I still love this author’s use of language – she reminds me of Patricia McKillip – her landscape descriptions are amazing. I loved the first trilogy of hers that I read. I’m finding this series a bit more of a slog.
The series is basically the story of the descendants of a rather nasty sorcerer, who gifted his descendants with invulnerability. However, they pretty quickly repudiate all he had stood for, and in fact, Jarred, the hero of the last book, only finds out that he’s Jaravhor’s descendant in adulthood.
This book is the story of Jarred’s daughter Jewel, forced to flee the marshes where she was born after the tragic death her parents, who were themselves trying to flee the local king, who wants Jarred to open the sorcerer’s keep for him.
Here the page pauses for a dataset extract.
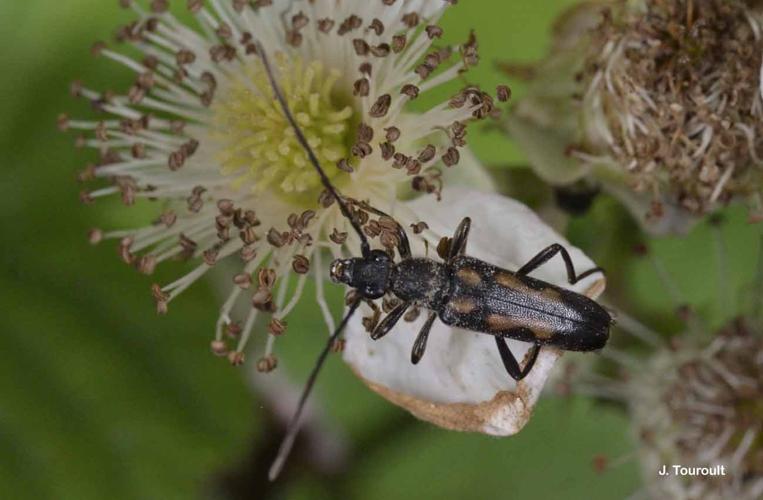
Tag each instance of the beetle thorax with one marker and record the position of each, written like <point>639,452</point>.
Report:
<point>420,280</point>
Jewel finds her way north, out of the kingdom of her birth, to the mountain home of the Weather Masters. There, she’s taken in, and grows to adulthood. But there are at least a few people that know that Jarred had a child, and through trickery, Jewel is convinced to open the Sorcerer’s keep. There, she does not find the rumored rooms of treasure, but instead, a puzzle, that just might lead to eternal life.
Where this becomes a slog is how much happens in this book. Just when you think that surely the main point has come and gone, some other side quest, or issue comes up. It’s not that I don’t like the story, but I think it could have done with a bit more breaking up.